Souza has published another documentary book entitled, "Plebe Summer at the U.S. Naval Academy". The book chronicles one company of incoming midshipmen through the six-week indoctrination period of
Plebe Summer.
Souza has won numerous photojournalism awards including several times in the prestigious Pictures of the Year annual competition, the NPPA's Best of Photojournalism, and the White House News
Photographers Association's yearly contest.
He has lectured many times on his photography including at the Smithsonian Museum of American History, Corcoran Gallery of Art, Harvard University, Boston University, the University of Kansas,
Western Kentucky University and Kansas State University.
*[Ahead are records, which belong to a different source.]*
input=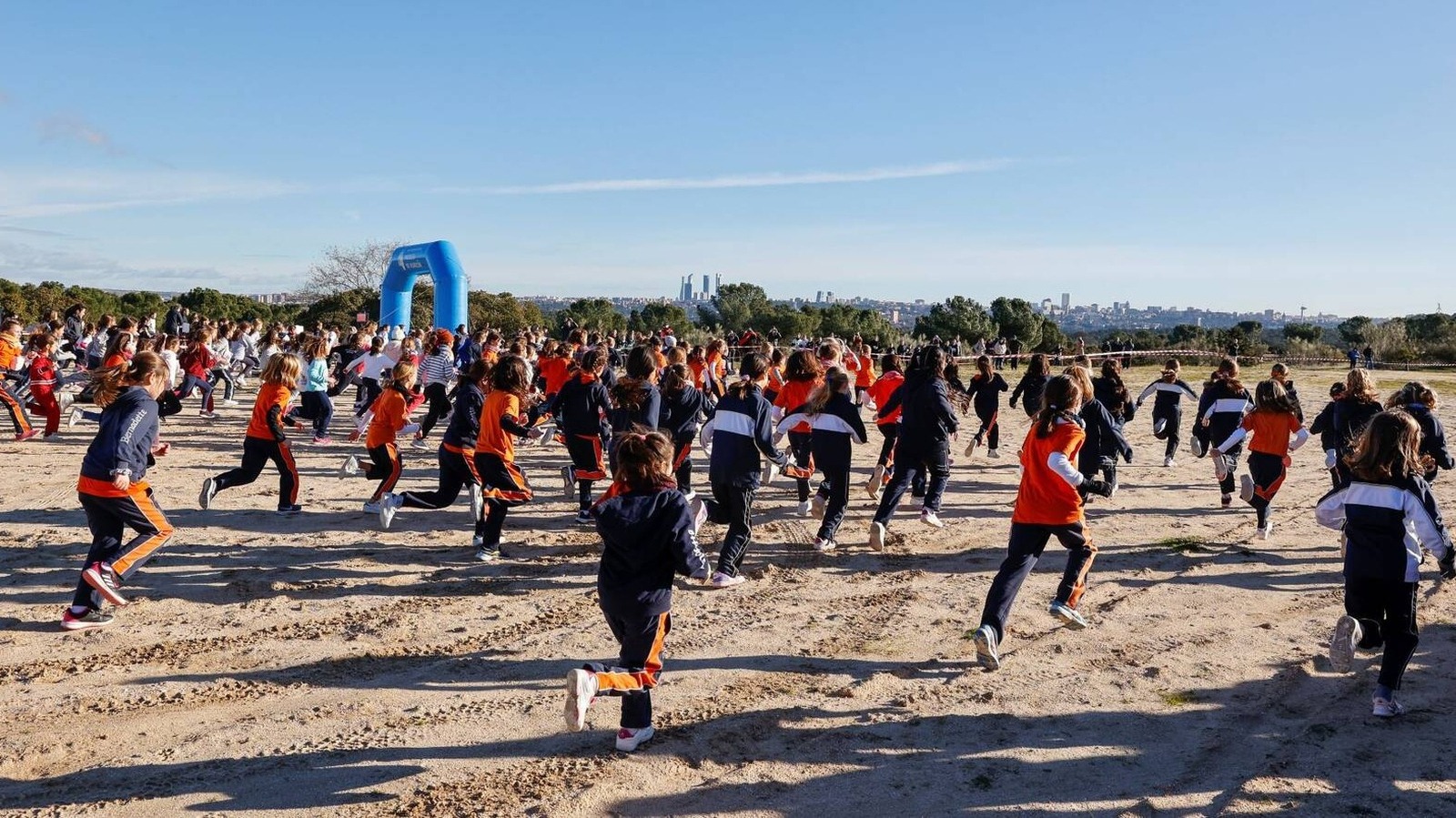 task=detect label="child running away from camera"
[565,432,708,752]
[1315,409,1456,718]
[974,376,1112,671]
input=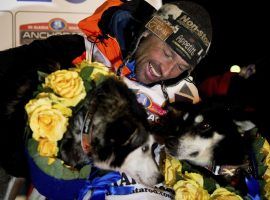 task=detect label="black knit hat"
[145,1,212,66]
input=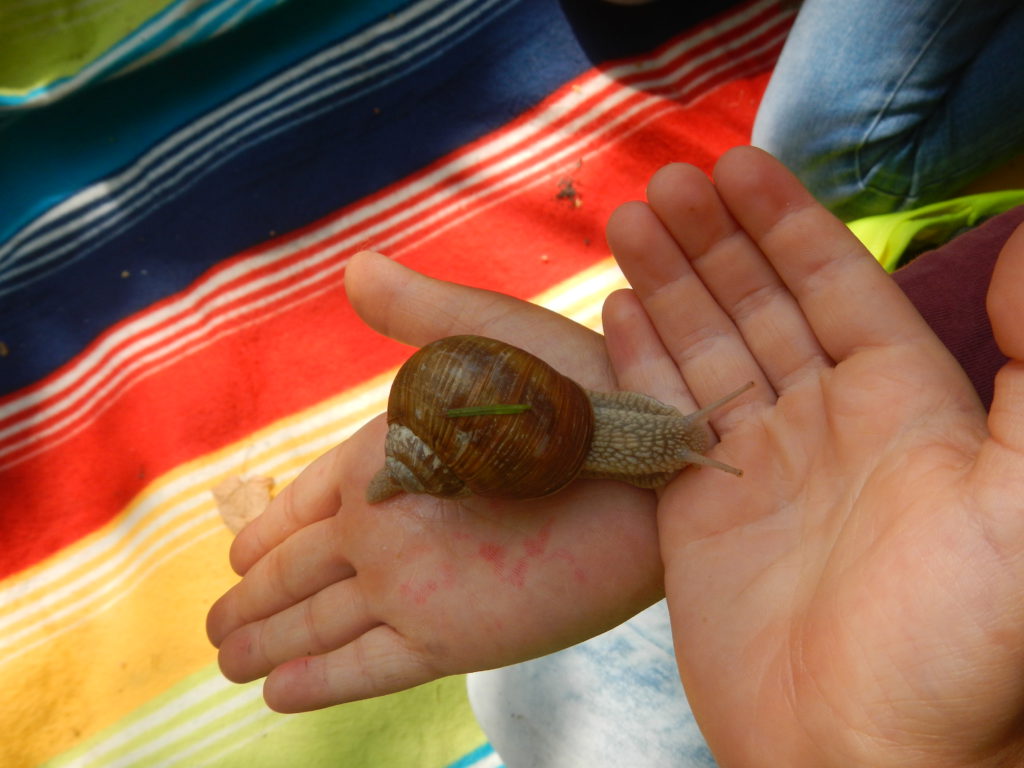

He has appeared on the ABC news magazine show 20-20, Nightline, Good Morning America, CNN Special Reports, Fox Friends and Family, and on
National Public Radio. Souza made presentations of his Afghanistan coverage to Tribune reader forums in Chicago, and to the Board of Directors of the Tribune Company and AT&T Wireless.
Souza has had solo exhibits of his photographs at Kansas State University, Fermilab, the U.S. Naval Academy, the Navy Museum, the University of North Carolina, and the National Press Club in
Washington. His photographs have also been part of group exhibits at the National Archives, Smithsonian Museum of American History, Corcoran Gallery of Art, the Newseum, Boston University, Kansas State
University and the 92nd Street Y in New York City.
He is a native of South Dartmouth, Massachusetts. He graduated cum laude with a bachelor of science degree in public communications from Boston University and received his master's degree in
journalism and mass communication from Kansas State University.